Uma estratégia para terminar uma retirada do empoyment é tentar bombear acima a demanda agregada. Este é basicamente o que a administração está tentando no pacote do estímulo (com exceção de criar um tambor de carne de porco político maciço). Porque a retirada do emprego não teve sua origem em uma retirada da saída esta é provável ter resultados decepcionantes. Há uma retirada da saída agora que comece com a crise financeira associada com a bancarrota de Fannie Mae e de Freddie Mac. (Erroneamente a declaração do NBER e dos meios que os E.U. estavam em uma retirada da saída pode ter contribuído a criar uma retirada da saída.) A retirada da saída é relativamente pequena comparada ao valor da retirada do emprego assim que curar a retirada da saída não é provável fazer muito sobre a retirada do emprego.

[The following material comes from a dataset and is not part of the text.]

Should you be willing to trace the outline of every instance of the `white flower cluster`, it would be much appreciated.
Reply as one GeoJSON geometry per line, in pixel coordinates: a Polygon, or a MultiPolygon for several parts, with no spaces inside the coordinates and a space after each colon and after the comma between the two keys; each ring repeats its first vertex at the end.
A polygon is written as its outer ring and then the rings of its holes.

Alguma da retirada do emprego é simplesmente sloughing-fora das empresas que foram encontradas para não ser economicamente viáveis. Algum é da escamação para trás da operação que foi expandido ao excesso tal como as casas de café do foo-foo de Starbucks. Nada pode ser ou deve ser feito sobre o salvamento daqueles trabalhos. A única coisa que pode ser feita é permite o empreendimento encontra as empresas novas que são economicamente viáveis, que significa a diminuição das cargas no empreendimento tal como impostos e regulamentos.

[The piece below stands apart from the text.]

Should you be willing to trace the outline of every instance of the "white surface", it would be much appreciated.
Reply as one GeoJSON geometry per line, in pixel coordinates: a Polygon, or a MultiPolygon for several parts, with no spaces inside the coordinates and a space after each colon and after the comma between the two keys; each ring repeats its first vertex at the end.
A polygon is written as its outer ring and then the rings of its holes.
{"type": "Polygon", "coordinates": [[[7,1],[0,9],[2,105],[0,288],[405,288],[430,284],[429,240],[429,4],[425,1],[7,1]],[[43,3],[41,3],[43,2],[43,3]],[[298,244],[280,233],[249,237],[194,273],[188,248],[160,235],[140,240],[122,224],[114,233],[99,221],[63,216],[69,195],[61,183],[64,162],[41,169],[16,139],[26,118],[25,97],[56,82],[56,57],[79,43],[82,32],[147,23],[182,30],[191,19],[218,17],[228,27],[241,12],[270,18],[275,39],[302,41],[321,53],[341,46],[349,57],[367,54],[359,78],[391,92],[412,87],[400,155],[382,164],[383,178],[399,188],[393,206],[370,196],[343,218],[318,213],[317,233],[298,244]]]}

Outras perdas do trabalho como na indústria de automóvel exigem uma estratégia diferente. Os problemas de indústria de automóvel encontram-se em preços excessivos para o modelo padrão face ao seu provável logo ser obsoletos. A união dos autoworkers podia usar seu poder fixar o preço basicamente dos autoworkers americanos fora do mercado. Até que essa situação esteja remediada há pouca esperança para trabalhos no setor automóvel americano. Os trabalhadores de aço americanos enfrentaram a mesma lógica fria da globalização no passado.
Uma parte grande da perda do trabalho tem que fazer com aumentos de produtividade um pouco do que diminuições na saída. Um remédio para a perda de trabalhos no caso onde não há nenhuma retirada da saída é reestruturar o emprego desloc a uma semana mais curta do trabalho. A economia de E.U. foi bem sob a criação da semana do trabalho de 40 horas. É agora provável que algo na ordem de uma semana do trabalho de 30 horas deve ser instituído, talvez poucos dias do trabalho um pouco do que uns dias úteis mais curtos. Esta reestruturação do emprego é algo por muito tempo expirado em América. Os trabalhadores europeus tiveram uma semana reduzida do trabalho comparada a América por décadas. Não será simples e não será fácil mas seu tempo veio.
O problema grande é como restaurar a confiança dos negócios que a economia estará crescendo e que lá serão logo uma necessidade para a capacidade aumentada. Pôde ajudar se a administração admitiu que não havia nenhuma base real para suas declarações que a economia estava em uma crise de proporções inauditas. Todas as outras medidas podem provavelmente ter mais de um efeito negativo do que positivo. Franklin Roosevelt e o novo contrato debulharam sobre a tentativa estimular a economia mas somente a prolongação da Grande Depressão por dez anos. Isto aconteceu porque a administração de Roosevelt ao tentar incentivar o negócio criou simultaneamente a incerteza sobre o futuro que deslocou o estímulo mede. Se um negócio é se preocupou sobre a nacionalização possível alguns anos abaixo da estrada que não é provável investir no equipamento novo mesmo se a taxa de interesse é reduzida. A administração de Obama igualmente está criando uma incerteza similar sobre o que o sistema económico dos Estados Unidos será alguns anos a partir de agora. O micromanagement do governo é muito discouraging aos negócios que estão contemplando investimentos arriscados.